By Sydney Page
Callie Clemens was about to fall asleep when she saw an emergency message on Facebook. She sprang out of bed and into her car.
The message said that a tiny black puppy was spotted scurrying across a road in Spring Branch, a neighbourhood in Houston where she lives.
Whimpers were also heard from inside a nearby storm drain, so there was likely more than one puppy stuck down there.
Clemens, a mom of six-year-old twin sons, is known in the Houston area for rescuing animals. She has saved dogs, cats and occasionally possums and raccoons. Over the past eight years, she estimates she has saved at least 100 animals, often with the help of her own four-year-old rescue dog, Giselle.
"She is really good at sniffing things," Clemens said. "She's a smart girl."
Moments after Clemens was alerted to the puppy situation around 11pm on July 26, she drove straight to the scene.
Once there, she heard desperate dog noises from underground echoing through a storm drain.
She grabbed one of her son's toy flashlights that was in her car, pulled a metal grate off the drain, and shimmied down.
"I wasn't very well-equipped," Clemens said. "I was not expecting to go into the drain."
But nobody else was around, and puppies were stuck in there.
"Somebody's got to do it," she said.
After she lowered herself down the drain, she said she crawled through a 24-inch by 10-foot cockroach-infested tunnel, then reached an area where she could crouch and search. It was roughly 700 yards of pitch black.
"I heard splashing. I had my flashlight, and I could see two sets of eyes looking at me, and then they ran off," Clemens said, explaining that she probably frightened the dogs. "They were crying."
Clemens isn't sure how the puppies got stuck in the storm drain. There is an opening where they could have slipped through, though she suspects somebody might have put them in there intentionally.
"I don't know if they fell down there," she said.
The person who initially notified her about the stray pups also contacted the local SPCA, and staff arrived around midnight, also climbing into the drain. Clemens worked with them until 3 am to try to track down the dogs.
"We searched end to end, side to side," Clemens said.
It wasn't Clemens's first time going down a storm drain to save an animal.
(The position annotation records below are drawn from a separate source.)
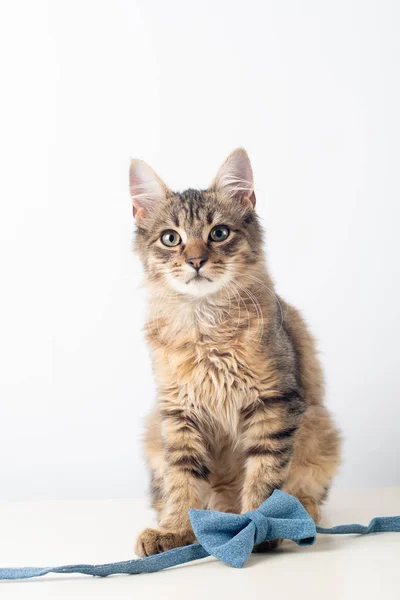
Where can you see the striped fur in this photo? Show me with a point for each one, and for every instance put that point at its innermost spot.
(239, 409)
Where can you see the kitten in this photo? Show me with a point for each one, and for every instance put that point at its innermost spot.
(239, 410)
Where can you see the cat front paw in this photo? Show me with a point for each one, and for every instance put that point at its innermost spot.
(153, 541)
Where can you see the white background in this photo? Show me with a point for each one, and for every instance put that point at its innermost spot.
(311, 90)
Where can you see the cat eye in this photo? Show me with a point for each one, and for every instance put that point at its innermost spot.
(170, 238)
(219, 233)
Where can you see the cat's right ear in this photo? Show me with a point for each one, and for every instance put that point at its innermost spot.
(146, 188)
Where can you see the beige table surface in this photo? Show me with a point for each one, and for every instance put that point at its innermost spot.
(62, 532)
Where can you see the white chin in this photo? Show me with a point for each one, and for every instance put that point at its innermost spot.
(199, 287)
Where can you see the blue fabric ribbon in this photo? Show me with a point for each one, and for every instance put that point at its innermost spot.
(226, 536)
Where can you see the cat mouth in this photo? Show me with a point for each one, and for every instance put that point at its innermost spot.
(198, 277)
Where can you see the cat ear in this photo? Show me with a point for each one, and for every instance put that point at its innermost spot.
(235, 178)
(146, 188)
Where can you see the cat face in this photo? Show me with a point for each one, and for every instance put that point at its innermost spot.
(197, 242)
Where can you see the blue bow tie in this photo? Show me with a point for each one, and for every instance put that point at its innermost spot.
(231, 538)
(226, 536)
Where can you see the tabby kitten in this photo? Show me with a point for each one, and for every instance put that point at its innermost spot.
(239, 410)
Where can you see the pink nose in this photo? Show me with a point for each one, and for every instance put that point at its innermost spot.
(196, 262)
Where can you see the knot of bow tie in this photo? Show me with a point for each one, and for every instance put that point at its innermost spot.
(231, 537)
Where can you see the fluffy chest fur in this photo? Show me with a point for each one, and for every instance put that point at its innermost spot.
(208, 364)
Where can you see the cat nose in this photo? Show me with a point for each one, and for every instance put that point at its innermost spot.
(196, 262)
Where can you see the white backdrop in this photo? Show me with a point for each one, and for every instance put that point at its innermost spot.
(311, 90)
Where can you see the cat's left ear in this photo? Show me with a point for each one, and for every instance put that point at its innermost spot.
(146, 188)
(235, 178)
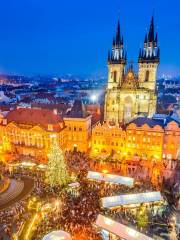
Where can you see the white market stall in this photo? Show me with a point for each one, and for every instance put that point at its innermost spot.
(110, 178)
(131, 199)
(114, 228)
(57, 235)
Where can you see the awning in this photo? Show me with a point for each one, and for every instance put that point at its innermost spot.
(119, 229)
(116, 179)
(138, 198)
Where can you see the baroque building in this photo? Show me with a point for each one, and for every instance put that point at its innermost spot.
(129, 95)
(28, 131)
(142, 138)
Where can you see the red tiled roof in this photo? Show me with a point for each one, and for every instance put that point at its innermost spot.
(30, 116)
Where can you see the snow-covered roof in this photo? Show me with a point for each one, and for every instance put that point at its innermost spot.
(138, 198)
(119, 229)
(111, 178)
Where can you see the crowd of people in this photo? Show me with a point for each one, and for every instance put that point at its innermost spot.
(77, 213)
(12, 219)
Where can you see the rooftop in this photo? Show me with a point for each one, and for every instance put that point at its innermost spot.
(31, 116)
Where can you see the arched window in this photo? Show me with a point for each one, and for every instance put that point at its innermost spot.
(147, 76)
(115, 76)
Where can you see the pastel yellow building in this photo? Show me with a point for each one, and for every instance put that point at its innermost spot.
(28, 132)
(78, 128)
(142, 138)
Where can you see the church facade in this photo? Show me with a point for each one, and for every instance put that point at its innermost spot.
(129, 95)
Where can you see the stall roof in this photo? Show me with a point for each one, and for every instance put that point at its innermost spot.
(138, 198)
(119, 229)
(111, 178)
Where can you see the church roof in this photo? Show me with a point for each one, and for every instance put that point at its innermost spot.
(149, 121)
(130, 80)
(78, 110)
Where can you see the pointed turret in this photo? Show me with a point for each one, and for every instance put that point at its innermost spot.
(118, 35)
(151, 31)
(150, 51)
(117, 53)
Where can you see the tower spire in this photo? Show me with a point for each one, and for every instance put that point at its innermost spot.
(117, 54)
(150, 51)
(151, 31)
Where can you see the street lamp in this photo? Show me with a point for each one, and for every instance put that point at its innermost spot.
(94, 98)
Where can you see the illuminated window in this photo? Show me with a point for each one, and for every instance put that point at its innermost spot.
(147, 76)
(115, 76)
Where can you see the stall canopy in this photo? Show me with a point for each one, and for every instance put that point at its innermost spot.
(116, 179)
(119, 229)
(57, 235)
(115, 201)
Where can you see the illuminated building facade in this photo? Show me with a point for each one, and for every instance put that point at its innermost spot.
(143, 138)
(28, 131)
(127, 94)
(78, 128)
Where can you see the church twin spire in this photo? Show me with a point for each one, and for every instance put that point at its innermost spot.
(150, 52)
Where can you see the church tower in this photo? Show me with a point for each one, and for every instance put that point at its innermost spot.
(116, 61)
(148, 60)
(116, 71)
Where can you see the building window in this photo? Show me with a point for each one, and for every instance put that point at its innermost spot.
(147, 76)
(115, 76)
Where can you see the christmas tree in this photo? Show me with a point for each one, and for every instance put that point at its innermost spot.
(57, 174)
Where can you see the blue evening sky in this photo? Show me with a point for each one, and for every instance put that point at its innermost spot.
(73, 36)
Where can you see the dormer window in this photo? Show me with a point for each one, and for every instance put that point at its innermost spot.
(50, 127)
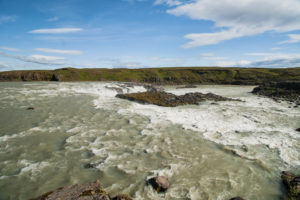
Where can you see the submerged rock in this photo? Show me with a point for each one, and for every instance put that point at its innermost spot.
(171, 100)
(159, 183)
(289, 91)
(187, 86)
(237, 198)
(122, 197)
(292, 184)
(89, 191)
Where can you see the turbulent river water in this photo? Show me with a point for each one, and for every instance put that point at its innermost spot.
(209, 151)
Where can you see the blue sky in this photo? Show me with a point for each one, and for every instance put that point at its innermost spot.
(44, 34)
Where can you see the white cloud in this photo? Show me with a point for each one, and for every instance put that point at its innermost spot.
(52, 19)
(269, 60)
(9, 48)
(128, 65)
(294, 38)
(55, 30)
(210, 56)
(38, 59)
(59, 51)
(239, 18)
(6, 19)
(168, 2)
(275, 48)
(4, 65)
She co-manages the "Lost & Found Pets of Spring Branch & Spring Valley" Facebook page, and she runs Paws off the Streets, an outreach programme to support local animals in need.
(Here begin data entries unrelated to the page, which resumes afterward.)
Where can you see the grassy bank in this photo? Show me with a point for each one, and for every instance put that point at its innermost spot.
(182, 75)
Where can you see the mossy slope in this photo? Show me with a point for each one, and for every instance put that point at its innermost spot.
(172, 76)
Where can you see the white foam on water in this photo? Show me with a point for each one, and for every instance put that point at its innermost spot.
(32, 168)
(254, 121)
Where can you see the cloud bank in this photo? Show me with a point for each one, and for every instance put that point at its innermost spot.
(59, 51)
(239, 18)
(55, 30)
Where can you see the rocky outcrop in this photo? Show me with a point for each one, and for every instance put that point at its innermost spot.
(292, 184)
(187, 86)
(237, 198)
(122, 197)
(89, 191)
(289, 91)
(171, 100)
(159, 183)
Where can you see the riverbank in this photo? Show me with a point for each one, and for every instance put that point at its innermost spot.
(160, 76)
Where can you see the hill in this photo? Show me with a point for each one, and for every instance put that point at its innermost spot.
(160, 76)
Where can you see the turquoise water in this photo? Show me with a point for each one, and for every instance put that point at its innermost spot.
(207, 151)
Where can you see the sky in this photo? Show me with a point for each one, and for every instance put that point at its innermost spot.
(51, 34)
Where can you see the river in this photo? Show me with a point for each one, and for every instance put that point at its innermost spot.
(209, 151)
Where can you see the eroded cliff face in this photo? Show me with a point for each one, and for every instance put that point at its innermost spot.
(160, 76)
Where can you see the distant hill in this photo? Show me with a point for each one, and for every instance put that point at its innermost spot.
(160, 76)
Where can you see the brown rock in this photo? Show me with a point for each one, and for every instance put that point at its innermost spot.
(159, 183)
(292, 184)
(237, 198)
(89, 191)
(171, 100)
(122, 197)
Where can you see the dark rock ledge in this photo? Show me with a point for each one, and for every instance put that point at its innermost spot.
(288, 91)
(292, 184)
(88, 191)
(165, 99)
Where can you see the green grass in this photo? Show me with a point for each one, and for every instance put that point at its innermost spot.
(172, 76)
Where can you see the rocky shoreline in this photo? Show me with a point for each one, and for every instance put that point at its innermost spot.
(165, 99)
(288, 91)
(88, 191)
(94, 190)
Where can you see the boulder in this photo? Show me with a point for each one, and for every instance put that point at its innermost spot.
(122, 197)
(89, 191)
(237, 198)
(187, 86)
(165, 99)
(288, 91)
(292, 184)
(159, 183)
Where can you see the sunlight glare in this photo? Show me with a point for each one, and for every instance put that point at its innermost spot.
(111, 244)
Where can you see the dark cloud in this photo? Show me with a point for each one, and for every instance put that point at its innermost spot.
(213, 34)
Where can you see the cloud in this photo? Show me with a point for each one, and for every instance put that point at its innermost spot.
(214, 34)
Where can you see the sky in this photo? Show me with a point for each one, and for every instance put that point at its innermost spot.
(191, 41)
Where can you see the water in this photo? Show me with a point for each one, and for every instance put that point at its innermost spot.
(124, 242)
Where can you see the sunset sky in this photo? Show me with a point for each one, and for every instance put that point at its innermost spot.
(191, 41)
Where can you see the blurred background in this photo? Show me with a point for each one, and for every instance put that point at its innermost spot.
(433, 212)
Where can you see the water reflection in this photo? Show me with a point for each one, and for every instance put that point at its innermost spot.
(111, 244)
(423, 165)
They were not able to find the two dogs that Clemens saw underground, but they did find one female black lab mix puppy that was roaming around outside. They rescued her from under a dumpster and the SPCA took her in.
Knowing there were at least two more puppies trapped below ground, Clemens was not about to give up.
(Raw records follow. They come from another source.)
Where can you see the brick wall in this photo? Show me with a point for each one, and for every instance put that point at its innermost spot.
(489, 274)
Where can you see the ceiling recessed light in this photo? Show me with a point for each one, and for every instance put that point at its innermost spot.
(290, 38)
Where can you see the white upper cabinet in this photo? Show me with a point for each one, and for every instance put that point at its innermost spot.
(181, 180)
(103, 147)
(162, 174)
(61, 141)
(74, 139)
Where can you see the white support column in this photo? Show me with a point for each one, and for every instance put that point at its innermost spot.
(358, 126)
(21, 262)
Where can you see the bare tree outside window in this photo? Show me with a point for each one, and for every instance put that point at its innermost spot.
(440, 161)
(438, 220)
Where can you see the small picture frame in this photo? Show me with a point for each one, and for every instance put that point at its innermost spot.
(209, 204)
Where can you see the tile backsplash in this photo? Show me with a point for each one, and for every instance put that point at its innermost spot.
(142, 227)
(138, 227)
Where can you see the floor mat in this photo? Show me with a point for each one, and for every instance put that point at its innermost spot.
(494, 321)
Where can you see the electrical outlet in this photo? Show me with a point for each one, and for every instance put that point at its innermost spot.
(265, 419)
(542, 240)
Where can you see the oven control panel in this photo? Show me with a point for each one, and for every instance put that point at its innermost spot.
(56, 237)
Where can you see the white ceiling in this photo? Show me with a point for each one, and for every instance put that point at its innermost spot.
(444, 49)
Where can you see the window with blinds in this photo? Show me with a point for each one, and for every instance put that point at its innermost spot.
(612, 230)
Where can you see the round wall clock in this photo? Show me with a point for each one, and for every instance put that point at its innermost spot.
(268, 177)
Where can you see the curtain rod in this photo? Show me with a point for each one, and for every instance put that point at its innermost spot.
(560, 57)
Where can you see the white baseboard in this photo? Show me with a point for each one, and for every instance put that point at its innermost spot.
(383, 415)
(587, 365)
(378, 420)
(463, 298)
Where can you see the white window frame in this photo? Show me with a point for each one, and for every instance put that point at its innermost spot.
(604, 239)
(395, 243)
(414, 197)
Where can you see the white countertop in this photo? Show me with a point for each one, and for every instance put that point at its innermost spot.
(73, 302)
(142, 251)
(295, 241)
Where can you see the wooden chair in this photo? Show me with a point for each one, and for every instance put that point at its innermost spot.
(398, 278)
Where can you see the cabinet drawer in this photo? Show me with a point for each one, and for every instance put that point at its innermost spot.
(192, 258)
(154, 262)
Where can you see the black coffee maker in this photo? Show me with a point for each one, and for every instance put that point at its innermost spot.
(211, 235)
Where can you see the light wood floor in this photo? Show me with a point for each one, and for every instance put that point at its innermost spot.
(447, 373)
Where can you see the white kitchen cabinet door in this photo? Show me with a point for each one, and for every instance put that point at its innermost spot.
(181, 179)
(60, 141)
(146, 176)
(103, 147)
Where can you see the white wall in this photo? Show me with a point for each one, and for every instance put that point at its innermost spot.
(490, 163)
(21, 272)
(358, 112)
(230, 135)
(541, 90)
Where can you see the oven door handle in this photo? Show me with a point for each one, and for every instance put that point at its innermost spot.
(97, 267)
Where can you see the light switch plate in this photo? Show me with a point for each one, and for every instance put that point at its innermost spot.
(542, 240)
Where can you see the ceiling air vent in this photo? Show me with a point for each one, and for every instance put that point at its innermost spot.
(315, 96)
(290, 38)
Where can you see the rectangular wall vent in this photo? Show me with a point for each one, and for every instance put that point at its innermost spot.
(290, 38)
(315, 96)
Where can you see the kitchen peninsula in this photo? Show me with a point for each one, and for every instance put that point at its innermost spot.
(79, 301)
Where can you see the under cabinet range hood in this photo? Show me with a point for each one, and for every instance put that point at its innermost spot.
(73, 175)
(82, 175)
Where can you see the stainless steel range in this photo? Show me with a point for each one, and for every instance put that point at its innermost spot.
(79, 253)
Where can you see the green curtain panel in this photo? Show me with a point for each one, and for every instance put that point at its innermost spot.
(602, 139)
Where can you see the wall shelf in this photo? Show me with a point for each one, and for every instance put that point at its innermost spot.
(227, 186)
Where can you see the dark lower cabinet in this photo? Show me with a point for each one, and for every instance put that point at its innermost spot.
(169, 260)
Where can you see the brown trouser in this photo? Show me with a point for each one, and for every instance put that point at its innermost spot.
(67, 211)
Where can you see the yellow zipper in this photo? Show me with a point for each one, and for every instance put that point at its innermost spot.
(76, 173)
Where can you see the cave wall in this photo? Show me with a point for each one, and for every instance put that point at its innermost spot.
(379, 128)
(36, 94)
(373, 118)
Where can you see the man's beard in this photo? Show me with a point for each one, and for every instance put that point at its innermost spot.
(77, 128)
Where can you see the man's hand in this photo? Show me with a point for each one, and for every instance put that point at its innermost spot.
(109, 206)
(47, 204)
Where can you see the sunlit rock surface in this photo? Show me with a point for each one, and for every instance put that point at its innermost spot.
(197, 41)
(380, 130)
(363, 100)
Venturing down a storm drain "is terrifying" she said, "but it would never resonate with me to know that I left an animal in there to starve and suffer."
She went home for a few hours of sleep, then straight back to the storm drain. Several volunteers joined her.
"The next day we had a whole crew out there from sun-up to sundown," she said, adding that city workers also came, and a local engineer drew a map of the drain system.
Emily Daniels, a Houston-based independent animal rescuer, showed up to help, as well, and offered to go underground with Clemens.
"If you're going in the storm drain, I'll go, too," Daniels, 39, told Clemens. "We all work together."
After several hours of searching, they finally found a tiny black pup that escaped from the storm drain.
While Clemens was still underground, she said, other volunteers above ground saw the dog standing outside a small tunnel at one exit of the drain. He then scurried under a nearby fence.
"We were very excited," said Clemens, adding that the male puppy had parasites and ringworm. They named him Timmy, and he was taken to a city pound, before he was transferred to a foster home on Aug. 1.
Clemens is an animal lover, and said she became a rescuer because of the overpopulation of stray animals in Houston - which has become a public safety issue. People in the Houston area have been afraid and concerned about violent packs of dogs.
Puppy dumping is a major problem in the city and elsewhere in the country, Clemens said, explaining that many breeders whose supply exceeds the demand "dump them and make them other people's problems."
Local rescuers like Clemens are inundated with urgent calls.
"What I do is just a small piece of what tons of people do here," she said.